Conditional distribution modeling for covariates simulation using classification and regression trees methods
Giovanni Smania and E. Niclas Jonnson
Pharmetheus AB
Objectives: Clinical trial simulation (CTS) is a valuable tool in drug development. To obtain realistic scenarios, the subjects included in the CTS must be representative of the target population. Common ways of generating virtual subjects are based upon bootstrap procedures or multivariate normal distributions (MVND) [1]. We recently investigated an alternative method based on conditional distributions (CD), which used predictive mean matching (PMM) as underlying prediction model [2]. Previous studies have shown that, in the context of missing data imputation, CD with classification and regression trees (CD-CART) outperformed CD with PMM (CD-PMM) when there are interactions or other nonlinear effects among the variables [3]. The objective if this study was to investigate the operating characteristics of CD when used to simulate covariates distributions based on CART methods, and to compare them with those of CD-PMM.

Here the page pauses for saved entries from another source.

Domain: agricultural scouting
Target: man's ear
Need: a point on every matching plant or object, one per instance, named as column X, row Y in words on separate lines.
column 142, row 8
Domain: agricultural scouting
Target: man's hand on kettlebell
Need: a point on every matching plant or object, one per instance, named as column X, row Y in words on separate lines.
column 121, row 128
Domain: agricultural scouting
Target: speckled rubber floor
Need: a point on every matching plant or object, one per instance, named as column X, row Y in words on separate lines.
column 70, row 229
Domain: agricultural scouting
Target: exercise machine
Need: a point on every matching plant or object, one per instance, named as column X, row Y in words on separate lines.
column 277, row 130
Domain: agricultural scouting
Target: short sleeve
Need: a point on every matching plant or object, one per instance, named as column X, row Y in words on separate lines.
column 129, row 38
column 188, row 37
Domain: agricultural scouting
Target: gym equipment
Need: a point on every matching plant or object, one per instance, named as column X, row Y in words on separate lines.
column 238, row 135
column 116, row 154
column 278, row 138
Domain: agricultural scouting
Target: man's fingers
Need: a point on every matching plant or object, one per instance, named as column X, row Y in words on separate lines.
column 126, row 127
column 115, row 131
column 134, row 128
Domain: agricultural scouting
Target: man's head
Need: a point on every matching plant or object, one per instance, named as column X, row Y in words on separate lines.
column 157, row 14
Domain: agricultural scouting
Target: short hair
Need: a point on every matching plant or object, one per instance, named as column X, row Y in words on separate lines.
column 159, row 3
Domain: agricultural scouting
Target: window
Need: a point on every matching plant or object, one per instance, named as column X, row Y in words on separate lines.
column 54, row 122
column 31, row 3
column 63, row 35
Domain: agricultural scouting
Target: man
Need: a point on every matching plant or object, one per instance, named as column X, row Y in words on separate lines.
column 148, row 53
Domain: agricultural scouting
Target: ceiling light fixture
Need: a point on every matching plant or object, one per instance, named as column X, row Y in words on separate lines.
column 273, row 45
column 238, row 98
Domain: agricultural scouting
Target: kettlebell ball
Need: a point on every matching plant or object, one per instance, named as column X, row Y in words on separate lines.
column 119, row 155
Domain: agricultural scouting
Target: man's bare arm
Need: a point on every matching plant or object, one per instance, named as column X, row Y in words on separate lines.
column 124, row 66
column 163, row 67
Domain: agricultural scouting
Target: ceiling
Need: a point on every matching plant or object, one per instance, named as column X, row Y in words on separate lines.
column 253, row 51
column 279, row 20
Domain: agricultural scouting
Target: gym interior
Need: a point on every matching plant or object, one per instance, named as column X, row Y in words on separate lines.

Methods: A dataset from a hypertension drug development program containing 233 healthy volunteers (HV) and 706 patients was utilized to extract the following baseline covariates: age, weight (WT), serum creatinine, creatinine clearance (CRCL), sex and race. CD-PMM and CD-CART were implemented using the R package mice [4]. N=30 datasets were simulated. The methods were evaluated based on the observed dataset (internal evaluation) as well as on their ability to predict an older population (extrapolation). Relative root mean square error (RMSE) and relative bias of mean, median, standard deviation (SD), range and variance-covariance matrix (for continuous covariates) and of proportions (for categorical covariates) were used as performance metrics.

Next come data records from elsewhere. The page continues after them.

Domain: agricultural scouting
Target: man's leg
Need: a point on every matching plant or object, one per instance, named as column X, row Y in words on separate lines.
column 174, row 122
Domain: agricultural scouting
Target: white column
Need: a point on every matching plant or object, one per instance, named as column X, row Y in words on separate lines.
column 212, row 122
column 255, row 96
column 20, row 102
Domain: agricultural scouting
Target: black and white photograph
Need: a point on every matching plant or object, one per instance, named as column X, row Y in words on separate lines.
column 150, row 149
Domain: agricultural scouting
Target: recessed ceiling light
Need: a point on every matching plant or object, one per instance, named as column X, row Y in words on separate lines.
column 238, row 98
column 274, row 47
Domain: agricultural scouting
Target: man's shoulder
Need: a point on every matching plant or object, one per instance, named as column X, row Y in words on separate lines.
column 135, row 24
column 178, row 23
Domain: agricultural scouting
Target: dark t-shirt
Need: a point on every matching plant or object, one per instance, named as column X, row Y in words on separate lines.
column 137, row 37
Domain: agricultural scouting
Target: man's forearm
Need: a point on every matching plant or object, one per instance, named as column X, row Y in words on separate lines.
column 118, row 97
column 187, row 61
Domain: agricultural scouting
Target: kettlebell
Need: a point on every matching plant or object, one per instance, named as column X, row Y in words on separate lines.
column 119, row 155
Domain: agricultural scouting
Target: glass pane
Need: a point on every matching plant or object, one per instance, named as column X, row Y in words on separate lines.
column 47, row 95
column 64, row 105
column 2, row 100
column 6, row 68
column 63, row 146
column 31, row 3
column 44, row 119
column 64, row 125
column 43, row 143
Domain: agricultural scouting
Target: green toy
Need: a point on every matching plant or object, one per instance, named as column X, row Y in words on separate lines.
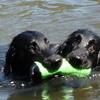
column 65, row 69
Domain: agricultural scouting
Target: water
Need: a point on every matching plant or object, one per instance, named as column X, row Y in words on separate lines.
column 56, row 19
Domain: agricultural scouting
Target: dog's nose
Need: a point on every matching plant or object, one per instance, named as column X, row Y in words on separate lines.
column 75, row 61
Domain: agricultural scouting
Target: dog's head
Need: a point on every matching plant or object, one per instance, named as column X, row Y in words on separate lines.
column 81, row 48
column 25, row 48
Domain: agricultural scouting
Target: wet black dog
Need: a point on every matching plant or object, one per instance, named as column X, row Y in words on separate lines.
column 81, row 48
column 25, row 48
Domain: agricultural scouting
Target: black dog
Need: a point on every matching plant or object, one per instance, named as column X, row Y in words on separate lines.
column 81, row 48
column 25, row 48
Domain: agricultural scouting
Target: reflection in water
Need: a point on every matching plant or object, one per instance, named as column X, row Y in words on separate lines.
column 45, row 94
column 56, row 19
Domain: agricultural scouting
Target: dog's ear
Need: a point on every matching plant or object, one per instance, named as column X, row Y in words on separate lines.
column 97, row 68
column 9, row 57
column 34, row 48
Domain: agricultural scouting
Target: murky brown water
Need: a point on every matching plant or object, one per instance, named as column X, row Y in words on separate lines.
column 56, row 19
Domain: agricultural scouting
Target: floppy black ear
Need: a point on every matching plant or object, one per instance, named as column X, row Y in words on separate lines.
column 34, row 48
column 8, row 60
column 97, row 68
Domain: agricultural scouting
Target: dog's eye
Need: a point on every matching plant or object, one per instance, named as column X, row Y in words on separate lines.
column 77, row 40
column 92, row 49
column 91, row 46
column 46, row 40
column 33, row 46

Results: In the internal evaluation, CD-CART had lower bias and RMSE for the mean, median, SD and range of continuous covariates and the proportion of categorical covariates, when compared to CD-PMM. While bias in the variance-covariance matrix was comparable between the two methods, CD-CART allowed to considerably increase the precision of the correlation structure (RMSE gains were up to 11%), particularly in case of highly non-linearly related covariates. In terms of extrapolation performance, CD-CART slightly improved accuracy and precision in means and medians, but performed remarkably worse for SD. With respect to the variance-covariance matrix of the simulated data sets, CD-CART provided better estimates of the off-diagonal terms except for the WT~CRCL and AGE~CRCL relationships. Finally, bias and RMSE in the proportion of males/females were higher for CD-PMM vs. CD-CART.

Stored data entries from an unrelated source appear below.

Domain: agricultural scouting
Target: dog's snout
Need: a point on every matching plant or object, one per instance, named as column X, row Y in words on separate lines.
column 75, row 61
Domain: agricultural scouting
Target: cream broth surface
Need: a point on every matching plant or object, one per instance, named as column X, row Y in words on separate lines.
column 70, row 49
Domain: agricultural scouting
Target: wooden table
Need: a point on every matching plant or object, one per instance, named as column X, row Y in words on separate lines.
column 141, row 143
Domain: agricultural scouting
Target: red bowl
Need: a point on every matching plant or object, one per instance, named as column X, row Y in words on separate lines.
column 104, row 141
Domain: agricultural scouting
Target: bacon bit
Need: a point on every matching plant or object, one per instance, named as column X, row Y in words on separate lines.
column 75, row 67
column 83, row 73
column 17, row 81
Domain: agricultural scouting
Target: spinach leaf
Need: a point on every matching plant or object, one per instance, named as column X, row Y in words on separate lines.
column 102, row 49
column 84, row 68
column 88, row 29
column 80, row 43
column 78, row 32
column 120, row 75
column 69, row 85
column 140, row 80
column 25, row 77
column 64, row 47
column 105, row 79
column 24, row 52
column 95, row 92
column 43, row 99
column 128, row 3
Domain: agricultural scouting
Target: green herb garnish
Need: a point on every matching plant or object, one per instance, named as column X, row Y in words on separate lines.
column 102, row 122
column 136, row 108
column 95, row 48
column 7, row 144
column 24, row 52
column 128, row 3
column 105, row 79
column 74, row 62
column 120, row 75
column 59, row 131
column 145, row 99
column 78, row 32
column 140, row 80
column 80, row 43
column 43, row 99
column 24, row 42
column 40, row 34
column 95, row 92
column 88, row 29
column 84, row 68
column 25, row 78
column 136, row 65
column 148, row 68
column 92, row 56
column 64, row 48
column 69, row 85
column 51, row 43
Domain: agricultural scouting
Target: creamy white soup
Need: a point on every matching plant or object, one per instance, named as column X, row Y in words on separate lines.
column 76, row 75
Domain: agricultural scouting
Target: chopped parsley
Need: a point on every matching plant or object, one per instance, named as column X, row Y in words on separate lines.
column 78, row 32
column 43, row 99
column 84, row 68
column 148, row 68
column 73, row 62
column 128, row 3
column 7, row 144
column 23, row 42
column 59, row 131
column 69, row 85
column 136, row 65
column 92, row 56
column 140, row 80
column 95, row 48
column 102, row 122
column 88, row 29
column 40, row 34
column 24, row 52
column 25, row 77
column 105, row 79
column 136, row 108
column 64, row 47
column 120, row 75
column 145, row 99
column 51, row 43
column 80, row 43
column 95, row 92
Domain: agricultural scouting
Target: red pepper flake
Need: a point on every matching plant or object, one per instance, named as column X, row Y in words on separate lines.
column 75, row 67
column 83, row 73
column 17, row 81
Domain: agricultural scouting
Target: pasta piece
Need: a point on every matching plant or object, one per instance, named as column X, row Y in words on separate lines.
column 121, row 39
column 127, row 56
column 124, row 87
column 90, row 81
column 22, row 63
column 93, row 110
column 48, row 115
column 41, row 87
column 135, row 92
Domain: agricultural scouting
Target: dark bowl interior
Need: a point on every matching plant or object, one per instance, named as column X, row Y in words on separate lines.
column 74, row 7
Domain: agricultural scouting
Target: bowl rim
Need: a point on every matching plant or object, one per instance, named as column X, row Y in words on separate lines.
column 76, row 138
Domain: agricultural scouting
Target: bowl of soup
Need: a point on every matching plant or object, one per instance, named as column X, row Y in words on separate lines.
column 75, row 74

Conclusions: In our previous work we have shown that, if uncertainty about the MVND assumptions exists, CD-PMM can increase the confidence in the simulated covariates compared to MVND [2]. Despite improving the operating characteristics in the internal evaluation, CD-CART does not consistently outperform CD-PMM in terms of extrapolation performance. However, the present work suggests that CD-CART can be a promising alternative to CD-PMM when dealing with covariate distributions characterized by strong non-linearities and/or interactions effects across covariates.
References:
[1] Teutonico D. et al. Generating Virtual Patients by Multivariate and Discrete Re-Sampling Techniques. Pharm Res. 32(10), 3228-3237 (2015).
[2] Smania G, Jonsson EN. Conditional distribution modeling as an alternative method for covariates simulation: comparison with joint multivariate normal and bootstrap techniques. CPT Pharmacometrics Syst Pharmacol. Epub ahead of print (2021).
[3] Doove LL, Van Buuren S, Dusseldorp E. Recursive Partitioning for Missing Data Imputation in the Presence of Interaction Effects. Comput Stat Data Anal. 72, 92–104 (2014).
[4] van Buuren S., Groothuis-Oudshoorn K. MICE: Multivariate Imputation by Chained Equations in R. J Stat Soft, 45(3), 1-67 (2011).